I wish I'd heard your screams, Katherine, your verbal and nonverbal cries for help. Maybe I wasn't listening hard enough. Maybe that barking dog drowned you out.

I didn't hear the gunshots four houses away last Monday night either. I'm surprised by that; I've been an avid hunter for years. I should have recognized the sound of a gun firing. But you see, Kat, my stepson and I were playing video games and the TV volume was turned up.

I heard the sirens, though. I always do. There are very few things I can say "always" about; I always say a prayer for the emergency workers and whoever they're rushing to help when I hear a siren. So I did say a prayer for you around 5:15 p.m. Monday, though I didn't know it was for you.

Maybe you've noticed that church a couple of blocks from your house -- you might even have glimpsed the rooftop Monday as you ran to the sheriff's department, bleeding from three gunshot wounds to the head and one to the shoulder. Maybe you know that church, the one that has the clever anecdotes on the sign out front. This week's was: We would worry less if we would pray more.
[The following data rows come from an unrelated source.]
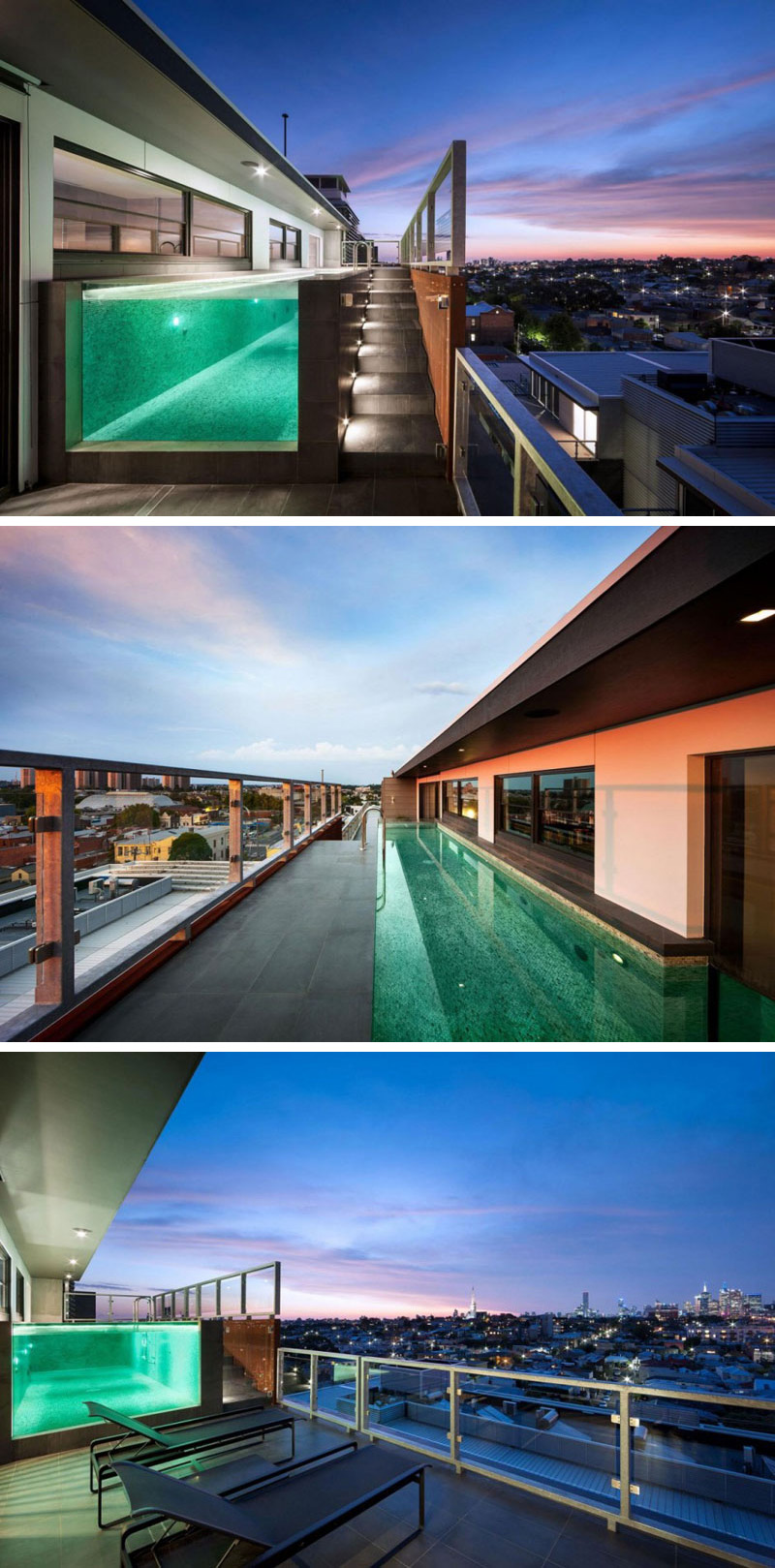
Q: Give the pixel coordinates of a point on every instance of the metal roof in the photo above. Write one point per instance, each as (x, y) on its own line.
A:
(744, 477)
(602, 375)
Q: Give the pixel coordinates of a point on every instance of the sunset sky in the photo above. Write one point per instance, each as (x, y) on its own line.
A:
(284, 650)
(592, 129)
(392, 1181)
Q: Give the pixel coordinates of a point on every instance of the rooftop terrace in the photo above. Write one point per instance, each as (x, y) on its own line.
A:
(47, 1520)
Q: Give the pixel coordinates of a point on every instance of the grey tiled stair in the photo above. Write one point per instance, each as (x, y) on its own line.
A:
(392, 425)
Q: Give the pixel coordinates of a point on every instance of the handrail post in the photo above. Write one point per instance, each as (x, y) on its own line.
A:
(453, 1418)
(313, 1382)
(235, 805)
(53, 952)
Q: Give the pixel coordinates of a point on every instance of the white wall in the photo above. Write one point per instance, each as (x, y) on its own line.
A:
(648, 800)
(16, 1263)
(43, 119)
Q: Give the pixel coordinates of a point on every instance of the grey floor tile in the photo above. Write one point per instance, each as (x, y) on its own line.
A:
(331, 1018)
(264, 1016)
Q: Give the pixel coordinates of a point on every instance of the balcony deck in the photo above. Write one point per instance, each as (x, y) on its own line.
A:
(47, 1520)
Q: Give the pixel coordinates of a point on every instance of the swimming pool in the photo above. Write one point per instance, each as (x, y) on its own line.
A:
(140, 1369)
(209, 362)
(470, 952)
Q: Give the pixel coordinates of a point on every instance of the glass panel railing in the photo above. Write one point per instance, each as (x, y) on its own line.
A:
(490, 458)
(337, 1390)
(209, 1299)
(557, 1436)
(231, 1296)
(704, 1469)
(295, 1378)
(408, 1402)
(260, 1292)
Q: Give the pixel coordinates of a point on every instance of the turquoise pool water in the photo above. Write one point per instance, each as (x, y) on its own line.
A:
(140, 1369)
(218, 364)
(468, 952)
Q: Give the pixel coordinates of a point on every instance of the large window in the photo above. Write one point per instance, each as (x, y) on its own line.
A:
(741, 914)
(5, 1283)
(284, 242)
(461, 800)
(217, 230)
(104, 209)
(554, 810)
(567, 811)
(516, 805)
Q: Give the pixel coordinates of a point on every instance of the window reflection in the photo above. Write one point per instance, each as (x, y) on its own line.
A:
(516, 805)
(567, 811)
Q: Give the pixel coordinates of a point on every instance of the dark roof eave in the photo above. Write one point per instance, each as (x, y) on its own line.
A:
(139, 33)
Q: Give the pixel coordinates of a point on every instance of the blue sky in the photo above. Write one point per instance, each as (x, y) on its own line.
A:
(592, 129)
(273, 648)
(394, 1181)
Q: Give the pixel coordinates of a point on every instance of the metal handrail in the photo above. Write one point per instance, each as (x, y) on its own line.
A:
(446, 1444)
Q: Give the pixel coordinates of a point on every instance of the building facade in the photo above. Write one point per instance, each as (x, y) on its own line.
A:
(628, 761)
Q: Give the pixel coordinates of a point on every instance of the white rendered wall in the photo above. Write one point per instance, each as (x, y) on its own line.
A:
(648, 800)
(43, 119)
(16, 1263)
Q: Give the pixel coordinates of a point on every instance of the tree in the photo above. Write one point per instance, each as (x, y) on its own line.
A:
(562, 333)
(190, 847)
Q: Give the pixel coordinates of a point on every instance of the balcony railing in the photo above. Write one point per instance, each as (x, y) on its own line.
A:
(301, 810)
(686, 1466)
(437, 234)
(506, 465)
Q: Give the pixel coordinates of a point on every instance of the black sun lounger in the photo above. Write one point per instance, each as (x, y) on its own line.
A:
(174, 1440)
(280, 1520)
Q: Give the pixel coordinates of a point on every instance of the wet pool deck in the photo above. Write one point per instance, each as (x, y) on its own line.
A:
(47, 1520)
(294, 962)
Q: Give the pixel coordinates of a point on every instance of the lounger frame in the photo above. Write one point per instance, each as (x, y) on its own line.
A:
(141, 1451)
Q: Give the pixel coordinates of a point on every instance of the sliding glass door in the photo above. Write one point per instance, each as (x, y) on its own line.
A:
(741, 902)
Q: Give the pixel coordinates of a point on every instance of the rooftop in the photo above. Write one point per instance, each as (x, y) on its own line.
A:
(47, 1520)
(602, 375)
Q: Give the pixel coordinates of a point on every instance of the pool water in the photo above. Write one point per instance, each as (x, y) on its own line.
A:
(470, 952)
(140, 1369)
(215, 366)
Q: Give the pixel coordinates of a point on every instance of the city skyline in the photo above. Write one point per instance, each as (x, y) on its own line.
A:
(610, 134)
(388, 1183)
(275, 648)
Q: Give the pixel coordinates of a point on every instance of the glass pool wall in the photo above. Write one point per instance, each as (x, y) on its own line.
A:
(140, 1369)
(207, 362)
(470, 952)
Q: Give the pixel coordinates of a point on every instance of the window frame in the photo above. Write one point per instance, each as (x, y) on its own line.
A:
(532, 844)
(189, 195)
(455, 817)
(288, 228)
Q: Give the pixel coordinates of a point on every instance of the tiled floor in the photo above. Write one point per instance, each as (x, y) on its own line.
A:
(47, 1520)
(352, 498)
(294, 962)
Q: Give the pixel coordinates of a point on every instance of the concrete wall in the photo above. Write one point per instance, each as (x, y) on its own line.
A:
(648, 798)
(43, 118)
(15, 954)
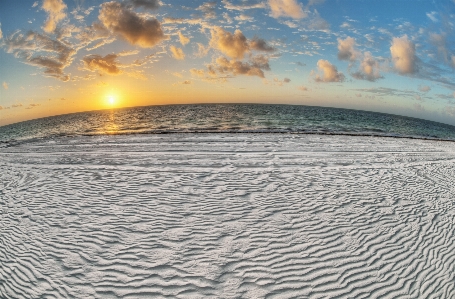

I believe that. Prayers never hurt. But sometimes they're not enough. I think you knew that; maybe it's why you tried so hard to find a way out. Rumor has it you took your children to a local shelter Monday, but were turned away because your son, Michael, was too old. I hope -- pray -- that's not true.

Is it possible a society that purports itself to be staunchly anti-violence would have so few options for a woman in your situation? It reminds me of those TV commercials about the family that almost had food to eat because someone almost thought about helping them. How many almosts apply to you, Katherine?

I'm sorry it took a .38 for me to finally take the time to look around the corner. But you are still in my prayers.

Yours truly,

Cal Miller

The walls of our society aren't all that thick. If you hear someone on the other side screaming, don't turn up your TV.